Kremlin spokesman Dmitry Peskov sought to downplay the scale of the protests, saying Friday that while President Vladimir Putin “hears everyone’s opinion,” he also knows “the share of those who have a different point of view and those who are sympathetic to such a necessary operation.”

An ominous show of support for the attack on Ukraine came from Chechnya, Russia’s predominantly Muslim region run by the iron-fisted leader Ramzan Kadyrov. Chechen media on Friday reported that Kadyrov rallied some 12,000 security forces operatives in the center of Grozny, the region’s capital, for what was described as an operational readiness check.

According to a local news site, Chechnya Today, Kadyrov said they were prepared to take part “in any special operation,” if needed, and urged Ukraine’s President Volodymyr Zelenskyy to call Putin and offer an apology. Margarita Simonyan (editor-in-chief of Russia’s state-funded television channel RT) posted a Telegram video showing Russian armored cars rolling through a rural region and a man shouting “God Save You, Guys!” We’ve been waiting for you for eight years.”

Simonyan, whose blog on Telegram has over 132,000 subscribers, said in the post that it was Ukrainians near the city of Kharkiv greeting the Russian military. Those who opposed the invasion were subject to repercussions.

Yelena Chernenko, a journalist with the Kommersant daily, said she was kicked out of the Foreign Ministry pool over an open letter condemning the attack on Ukraine that has been signed by nearly 300 reporters. Chernenko stated on Telegram that she was cited by the ministry for her “lackof professionalism” and urged officials to not retaliate against the journalists who had signed the open letter.

“Apparently such are the times,” Chernenko wrote of the ban she now faces.

Yury Dud was another journalist in trouble.

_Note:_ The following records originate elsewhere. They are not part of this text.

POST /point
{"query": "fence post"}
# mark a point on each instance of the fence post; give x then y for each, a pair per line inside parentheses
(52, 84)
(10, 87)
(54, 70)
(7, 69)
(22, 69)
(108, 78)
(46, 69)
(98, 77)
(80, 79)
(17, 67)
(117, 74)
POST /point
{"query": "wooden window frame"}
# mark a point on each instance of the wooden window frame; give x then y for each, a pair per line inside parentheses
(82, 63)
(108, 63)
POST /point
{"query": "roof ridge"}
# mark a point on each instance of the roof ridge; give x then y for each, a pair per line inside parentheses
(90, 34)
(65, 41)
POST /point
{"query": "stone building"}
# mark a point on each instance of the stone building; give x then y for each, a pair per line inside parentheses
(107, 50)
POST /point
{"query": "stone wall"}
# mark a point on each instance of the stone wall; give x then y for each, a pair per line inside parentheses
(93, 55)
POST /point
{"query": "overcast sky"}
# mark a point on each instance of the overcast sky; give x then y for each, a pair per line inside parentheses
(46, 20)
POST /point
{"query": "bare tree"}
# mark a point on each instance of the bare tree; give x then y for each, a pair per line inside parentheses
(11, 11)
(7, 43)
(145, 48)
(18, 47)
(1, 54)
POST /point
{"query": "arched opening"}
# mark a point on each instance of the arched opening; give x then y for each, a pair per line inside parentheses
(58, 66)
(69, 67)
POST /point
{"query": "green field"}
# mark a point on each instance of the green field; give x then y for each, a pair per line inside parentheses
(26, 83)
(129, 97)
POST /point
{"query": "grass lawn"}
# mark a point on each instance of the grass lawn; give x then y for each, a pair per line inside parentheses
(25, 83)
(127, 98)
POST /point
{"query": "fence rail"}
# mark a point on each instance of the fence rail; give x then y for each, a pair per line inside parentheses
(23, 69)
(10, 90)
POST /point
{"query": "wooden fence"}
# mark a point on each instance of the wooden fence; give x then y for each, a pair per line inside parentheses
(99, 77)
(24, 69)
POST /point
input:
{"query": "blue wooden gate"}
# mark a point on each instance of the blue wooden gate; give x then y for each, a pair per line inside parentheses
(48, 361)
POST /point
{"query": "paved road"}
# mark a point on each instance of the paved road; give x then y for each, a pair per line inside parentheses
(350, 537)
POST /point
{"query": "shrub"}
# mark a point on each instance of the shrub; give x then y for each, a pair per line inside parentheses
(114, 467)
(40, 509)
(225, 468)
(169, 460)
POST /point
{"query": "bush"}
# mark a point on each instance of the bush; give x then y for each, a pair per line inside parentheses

Yury Dud was another journalist in trouble on Thursday. Dud is a prominent Kremlin critic and runs one the most popular YouTube channels in Russia.

On Friday, an influential Kremlin-backed internet watchdog group, the League of Safe Internet, filed a request with the Prosecutor General’s office and the Justice Ministry to consider labeling Dud a “foreign agent” — a crippling designation that implies additional government scrutiny and strong pejorative connotations that would discredit him. A state-owned TV station called Channel One. It announced that it would be replacing its entertainment programs with news and politics shows. This was in response to an Instagram post by Ivan Urgant. The channel’s spokespersons insisted that Urgant’s removal from its schedule was not due to his Instagram post.

In another sign the Kremlin was tightening the screws on dissenting voices, Russia’s state communications and internet watchdog, Roskomnadzor, announced “partial restrictions” on access to Facebook in response to the platform limiting the accounts of several Kremlin-backed media. The restrictions were not explained.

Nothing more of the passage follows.